Spanish actress (1896–1979)

Mercedes Muñoz Sampedro (1896–1975) was a Spanish stage and film actress.

She was the mother of actress Carmen Lozano. Her sisters Matilde Muñoz Sampedro and Guadalupe Muñoz Sampedro were also both actresses.
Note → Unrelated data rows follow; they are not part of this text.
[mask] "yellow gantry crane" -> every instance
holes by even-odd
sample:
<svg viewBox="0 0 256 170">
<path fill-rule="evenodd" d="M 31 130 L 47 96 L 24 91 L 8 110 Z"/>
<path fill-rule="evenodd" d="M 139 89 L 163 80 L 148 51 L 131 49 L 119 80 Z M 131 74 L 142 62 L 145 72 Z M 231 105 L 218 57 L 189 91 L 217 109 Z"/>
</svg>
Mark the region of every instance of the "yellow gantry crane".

She died on 4 February 1975.

== Filmography ==

| Year | Title | Role | Notes |
|---|---|---|---|
| 1946 | El crimen de Pepe Conde | Pupilera de la fonda La marina |  |
| 1947 | Luis Candelas, el ladrón de Madrid |  |  |
| 1949 | Jalisco Sings in Seville |  |  |
| 1951 | Service at Sea | Madre de Sara |  |
| 1953 | Airport | Criada de Fernando |  |
| 1954 | Novio a la vista | Tía de Loli |  |
| 1955 | Un día perdido | Portera |  |
| 1956 | La chica del barrio | Doña Filo |  |
| 1956 | Manolo guardia urbano | Angustias, cuñada de Manolo |  |
| 1957 | Un abrigo a cuadros | Encargada del guardarropa |  |
| 1957 | Un marido de ida y vuelta | Tía Etelvina |  |
| 1958 | El inquilino | Daniela |  |
| 1958 | Farmacia de guardia |  |  |
| 1959 | Luxury Cabin | Doña Sofía |  |
| 1960 | El cerro de los locos | Invitada de Raúl |  |
| 1960 | Un trono para Cristy | Reme |  |
| 1960 | El indulto | Madre de Pili |  |
| 1963 | Rocío de La Mancha | Monja mayor |  |
| 1964 | La historia de Bienvenido | Mercedes | Uncredited |
| 1964 | Fin de semana | Amiga de Concha #1 |  |
| 1964 | La hora incógnita | Sofía |  |
| 1966 | Balearic Caper | Madre de Fernando | (final film role) |

== Bibliography ==
- Pascual Cebollada & Mary G. Santa Eulalia. Madrid y el cine: panorama filmográfico de cien años de historia. Consejería de Educación, Comunidad de Madrid, 2000.